Gegen diese Entscheidung richtet sich die Beschwerde der Antragstellerin, die weiterhin geltend macht, von den Eltern aus der Wohnung gewiesen worden zu sein.

II.

Die Beschwerde gegen die Entscheidung des Rechtspflegers ist gem. §§ 1612 II BGB, 11 I 2 RpflG zulässig und in der Sache mit der Maßgabe der Aufhebung und Zurückverweisung begründet.

Wie der Senat schon in seiner Entscheidung vom 6.4.2001 (14 WF 46/01) ausgeführt hat, ist der Rechtspfleger auch nach der Gesetzesänderung zum 1.7.1998, die die Zuständigkeit des Familiengerichts begründet hat, weiterhin für die Abänderung der elterlichen Unterhaltsbestimmung nach § 1612 II S.2 BGB zuständig, denn es handelt sich weiter um ein gesondertes FGG-Verfahren, für das der Rechtspfleger nach §§ 3 Nr.2a, 14 RpflG zuständig ist (Wendl/Scholz, Das Unterhaltsrecht in der familiengerichtlichen Praxis, 5. Aufl. (2000) § 2 Rz. 41; Kalthoener/Büttner/Niepmann, Die Rechtsprechung zur Höhe des Unterhalts, 7. Aufl. (2000), Rz. 207), wenn nicht der Richter das Geschäft nach § 6 RpflG an sich gezogen hat, was hier ausdrücklich nicht geschehen ist.

Der Rechtspfleger muß nicht in allen Fällen in einem Verfahren nach § 1612 II BGB aufgrund mündlicher Verhandlung entscheiden, denn § 52 FGG gilt für das Bestimmungsabänderungsverfahren nicht, da es sich nicht um ein die Person des Kindes betreffendes Verfahren handelt (vgl. dazu OLG Köln - Senat - FamRZ 1999, 734, 735 und FamRZ 2000, 1030 (Ls.). Eine mündliche Verhandlung ist daher nach dem Ermessen des Rechtspflegers durchzuführen, dessen Entscheidungsgrundlage nicht nur das von den Beteiligten Vorgebrachte, sondern der gesamte Akteninhalt ist (Keidel/Kuntze/Kahl, 14. Aufl. (1999) vor § 8 Rz. 10a). Das ändert jedoch nichts daran, daß der Rechtspfleger die zwischen den Beteiligten streitigen Fragen aufklären muß und eine Entscheidung erst erlassen darf, wenn danach die Entscheidungsgrundlage feststeht. Es liegt auf der Hand, daß eine mündliche Erörterung mit den Parteien zu dem Zweck dieser Aufklärung in aller Regel zweckmäßig ist, wie sich aus der Nähe des Verfahrens mit den die Person des Kindes betreffenden Verfahren ergibt, wie auch daraus, daß das Gesetz vorsieht, daß der Richter über die Unterhaltsklage nach mündlicher Verhandlung entscheidet.

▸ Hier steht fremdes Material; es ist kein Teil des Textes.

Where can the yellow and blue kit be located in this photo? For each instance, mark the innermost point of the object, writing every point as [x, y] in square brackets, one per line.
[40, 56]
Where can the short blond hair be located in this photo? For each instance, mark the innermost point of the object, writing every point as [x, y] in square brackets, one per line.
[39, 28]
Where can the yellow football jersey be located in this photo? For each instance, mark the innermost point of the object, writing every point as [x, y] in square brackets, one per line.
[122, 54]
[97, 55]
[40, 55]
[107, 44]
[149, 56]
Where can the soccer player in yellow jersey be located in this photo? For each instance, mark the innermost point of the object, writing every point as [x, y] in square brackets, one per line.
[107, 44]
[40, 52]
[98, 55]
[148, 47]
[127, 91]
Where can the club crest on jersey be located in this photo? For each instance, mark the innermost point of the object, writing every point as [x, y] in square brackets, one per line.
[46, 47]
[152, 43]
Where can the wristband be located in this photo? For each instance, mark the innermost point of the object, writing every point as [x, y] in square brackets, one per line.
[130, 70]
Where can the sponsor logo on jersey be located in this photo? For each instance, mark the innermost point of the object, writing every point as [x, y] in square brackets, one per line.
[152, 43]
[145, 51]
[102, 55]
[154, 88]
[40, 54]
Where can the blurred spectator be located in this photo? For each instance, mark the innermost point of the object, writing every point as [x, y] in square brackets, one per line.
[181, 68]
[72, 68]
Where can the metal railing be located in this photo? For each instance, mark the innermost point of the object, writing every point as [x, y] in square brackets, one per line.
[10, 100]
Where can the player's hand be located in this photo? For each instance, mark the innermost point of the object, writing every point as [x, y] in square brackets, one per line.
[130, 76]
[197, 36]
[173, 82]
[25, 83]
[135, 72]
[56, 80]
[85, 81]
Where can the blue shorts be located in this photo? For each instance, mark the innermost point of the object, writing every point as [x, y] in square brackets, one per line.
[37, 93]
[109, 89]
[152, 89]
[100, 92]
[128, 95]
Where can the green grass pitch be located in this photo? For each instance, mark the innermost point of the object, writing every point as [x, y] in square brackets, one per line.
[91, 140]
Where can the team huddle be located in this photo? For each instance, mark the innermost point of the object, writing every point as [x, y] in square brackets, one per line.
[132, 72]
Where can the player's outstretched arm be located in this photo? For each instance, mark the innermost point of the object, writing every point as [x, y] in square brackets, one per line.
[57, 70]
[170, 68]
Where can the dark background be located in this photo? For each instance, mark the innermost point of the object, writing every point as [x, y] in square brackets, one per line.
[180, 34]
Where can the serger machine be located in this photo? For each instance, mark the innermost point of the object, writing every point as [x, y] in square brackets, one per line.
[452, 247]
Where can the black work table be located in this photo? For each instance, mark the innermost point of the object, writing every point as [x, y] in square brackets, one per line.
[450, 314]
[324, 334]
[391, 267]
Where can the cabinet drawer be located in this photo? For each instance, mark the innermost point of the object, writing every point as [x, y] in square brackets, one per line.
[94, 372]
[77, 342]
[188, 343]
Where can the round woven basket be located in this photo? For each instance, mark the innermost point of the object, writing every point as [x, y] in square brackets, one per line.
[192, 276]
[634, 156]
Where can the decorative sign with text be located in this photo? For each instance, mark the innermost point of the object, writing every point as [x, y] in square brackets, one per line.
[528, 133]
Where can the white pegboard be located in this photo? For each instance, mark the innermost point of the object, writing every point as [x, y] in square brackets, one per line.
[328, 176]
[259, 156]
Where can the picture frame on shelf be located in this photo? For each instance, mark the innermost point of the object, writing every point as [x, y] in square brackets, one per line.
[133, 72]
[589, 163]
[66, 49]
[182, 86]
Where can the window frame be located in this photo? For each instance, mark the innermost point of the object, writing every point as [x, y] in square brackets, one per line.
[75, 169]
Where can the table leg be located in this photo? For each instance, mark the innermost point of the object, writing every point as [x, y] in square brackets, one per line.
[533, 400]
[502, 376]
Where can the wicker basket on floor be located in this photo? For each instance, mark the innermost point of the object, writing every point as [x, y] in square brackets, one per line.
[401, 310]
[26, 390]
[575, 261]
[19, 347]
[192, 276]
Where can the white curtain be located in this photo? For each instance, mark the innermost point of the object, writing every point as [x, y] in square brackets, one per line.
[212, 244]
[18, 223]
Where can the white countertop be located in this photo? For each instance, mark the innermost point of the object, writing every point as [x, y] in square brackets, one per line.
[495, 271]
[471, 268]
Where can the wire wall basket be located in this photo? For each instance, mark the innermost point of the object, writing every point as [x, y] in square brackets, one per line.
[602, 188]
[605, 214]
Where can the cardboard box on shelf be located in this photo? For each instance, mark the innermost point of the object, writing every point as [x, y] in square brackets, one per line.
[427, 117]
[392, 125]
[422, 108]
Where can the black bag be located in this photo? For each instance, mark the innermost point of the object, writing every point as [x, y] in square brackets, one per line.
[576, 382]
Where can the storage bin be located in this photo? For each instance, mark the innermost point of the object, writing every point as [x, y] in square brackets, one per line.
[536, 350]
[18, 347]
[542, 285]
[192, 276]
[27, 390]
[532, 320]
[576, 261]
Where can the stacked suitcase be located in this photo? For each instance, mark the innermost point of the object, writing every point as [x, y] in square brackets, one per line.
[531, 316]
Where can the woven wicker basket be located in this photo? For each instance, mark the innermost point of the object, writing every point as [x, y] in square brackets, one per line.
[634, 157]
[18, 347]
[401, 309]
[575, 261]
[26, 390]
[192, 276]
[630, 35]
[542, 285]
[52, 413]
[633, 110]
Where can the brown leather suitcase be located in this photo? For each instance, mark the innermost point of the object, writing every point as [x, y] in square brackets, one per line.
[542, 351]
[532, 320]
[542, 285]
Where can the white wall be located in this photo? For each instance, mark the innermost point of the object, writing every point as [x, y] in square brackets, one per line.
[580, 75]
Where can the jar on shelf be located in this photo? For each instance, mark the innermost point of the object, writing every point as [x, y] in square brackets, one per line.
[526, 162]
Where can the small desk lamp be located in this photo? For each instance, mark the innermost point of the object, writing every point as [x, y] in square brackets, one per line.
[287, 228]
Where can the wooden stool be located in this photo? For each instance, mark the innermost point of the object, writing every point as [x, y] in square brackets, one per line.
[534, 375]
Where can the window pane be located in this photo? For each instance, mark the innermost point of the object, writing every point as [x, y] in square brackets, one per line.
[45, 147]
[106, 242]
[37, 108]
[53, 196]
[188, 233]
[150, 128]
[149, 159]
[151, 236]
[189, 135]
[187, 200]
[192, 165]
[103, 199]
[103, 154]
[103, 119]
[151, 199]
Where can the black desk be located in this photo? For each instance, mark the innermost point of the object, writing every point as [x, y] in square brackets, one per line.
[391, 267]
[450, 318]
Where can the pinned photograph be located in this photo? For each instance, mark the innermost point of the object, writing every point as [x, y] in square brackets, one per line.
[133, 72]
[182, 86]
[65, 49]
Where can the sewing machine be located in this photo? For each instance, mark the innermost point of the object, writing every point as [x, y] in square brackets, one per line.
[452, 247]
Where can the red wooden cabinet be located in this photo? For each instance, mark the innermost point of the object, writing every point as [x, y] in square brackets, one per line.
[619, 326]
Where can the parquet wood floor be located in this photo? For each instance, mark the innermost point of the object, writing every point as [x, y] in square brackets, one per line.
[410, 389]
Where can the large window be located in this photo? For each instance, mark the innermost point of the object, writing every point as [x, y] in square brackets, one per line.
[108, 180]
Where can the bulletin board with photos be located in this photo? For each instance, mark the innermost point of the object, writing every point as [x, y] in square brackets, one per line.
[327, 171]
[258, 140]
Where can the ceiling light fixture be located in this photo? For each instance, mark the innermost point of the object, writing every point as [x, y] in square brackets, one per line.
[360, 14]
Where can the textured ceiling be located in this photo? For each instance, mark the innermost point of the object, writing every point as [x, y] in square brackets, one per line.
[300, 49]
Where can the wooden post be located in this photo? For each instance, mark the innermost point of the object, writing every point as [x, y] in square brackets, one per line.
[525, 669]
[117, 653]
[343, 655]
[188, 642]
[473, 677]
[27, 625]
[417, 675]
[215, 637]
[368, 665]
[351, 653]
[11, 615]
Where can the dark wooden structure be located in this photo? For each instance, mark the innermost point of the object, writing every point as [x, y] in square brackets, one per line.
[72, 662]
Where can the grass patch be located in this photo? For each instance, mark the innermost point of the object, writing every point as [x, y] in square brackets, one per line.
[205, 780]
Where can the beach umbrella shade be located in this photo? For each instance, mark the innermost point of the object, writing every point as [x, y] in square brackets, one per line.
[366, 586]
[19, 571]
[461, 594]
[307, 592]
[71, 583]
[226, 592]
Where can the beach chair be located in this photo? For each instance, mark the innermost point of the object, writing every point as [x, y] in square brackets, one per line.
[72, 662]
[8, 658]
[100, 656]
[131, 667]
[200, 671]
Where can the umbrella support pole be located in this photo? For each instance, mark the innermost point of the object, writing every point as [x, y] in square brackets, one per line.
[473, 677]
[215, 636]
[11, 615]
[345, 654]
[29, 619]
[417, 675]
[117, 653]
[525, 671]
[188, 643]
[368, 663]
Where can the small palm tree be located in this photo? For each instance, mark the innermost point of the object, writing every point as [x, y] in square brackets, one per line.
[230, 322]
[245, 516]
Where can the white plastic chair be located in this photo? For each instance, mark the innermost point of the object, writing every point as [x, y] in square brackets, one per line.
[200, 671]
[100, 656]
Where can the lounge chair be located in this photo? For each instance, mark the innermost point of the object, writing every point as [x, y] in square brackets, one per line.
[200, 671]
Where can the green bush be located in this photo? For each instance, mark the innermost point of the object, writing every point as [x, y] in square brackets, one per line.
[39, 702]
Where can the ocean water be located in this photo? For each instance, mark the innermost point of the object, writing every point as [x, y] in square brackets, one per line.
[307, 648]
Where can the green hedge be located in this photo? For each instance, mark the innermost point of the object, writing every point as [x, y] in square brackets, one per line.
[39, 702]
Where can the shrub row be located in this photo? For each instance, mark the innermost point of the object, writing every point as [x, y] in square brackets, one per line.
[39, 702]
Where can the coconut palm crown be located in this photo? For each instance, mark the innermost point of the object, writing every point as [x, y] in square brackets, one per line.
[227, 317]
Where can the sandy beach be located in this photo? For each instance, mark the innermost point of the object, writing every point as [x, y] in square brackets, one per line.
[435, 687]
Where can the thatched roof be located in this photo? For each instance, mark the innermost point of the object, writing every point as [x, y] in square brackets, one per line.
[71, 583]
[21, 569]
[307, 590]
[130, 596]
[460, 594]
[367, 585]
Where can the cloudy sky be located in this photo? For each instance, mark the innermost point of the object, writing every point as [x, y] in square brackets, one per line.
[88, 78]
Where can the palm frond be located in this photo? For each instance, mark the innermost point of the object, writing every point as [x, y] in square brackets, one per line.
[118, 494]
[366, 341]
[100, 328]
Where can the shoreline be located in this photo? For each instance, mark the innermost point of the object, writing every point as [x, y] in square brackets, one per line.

Im Streitfall muß die angefochtene Entscheidung aufgehoben werden, da die Entscheidungsgrundlage nicht hinreichend aufgeklärt worden ist. Insbesondere ist nicht aufgeklärt worden, ob die Eltern das Kind aus der elterlichen Wohnung gewiesen haben. Der Rechtspfleger hat in der angefochtenen Entscheidung lediglich ausgeführt, dies könne nicht unzweideutig festgestellt werden, ohne insoweit die Feststellungsmöglichkeiten, insbesondere durch eine Anhörung der Beteiligten, zu erschöpfen. Unaufgeklärt ist auch das Vorbringen der Antragstellerin geblieben, sie sei wegen der Auseinandersetzungen zwischen den Eltern ausgezogen. Schließlich hat der Rechtspfleger nicht begründet, warum er davon ausgeht, daß den Antragsgegnern wegen ihrer angespannten finanziellen Lage die Leistung von Barunterhalt nicht zumutbar sei. Feststellungen zu den Einkommens- und Vermögensverhältnissen sind ausweislich der Akte nicht getroffen worden. All diese Fragen hätten bei einer mündlichen Erörterung mit den Beteiligten geklärt werden können, so daß es im Streitfall ermessensfehlerhaft war, von einer mündlichen Erörterung abzusehen.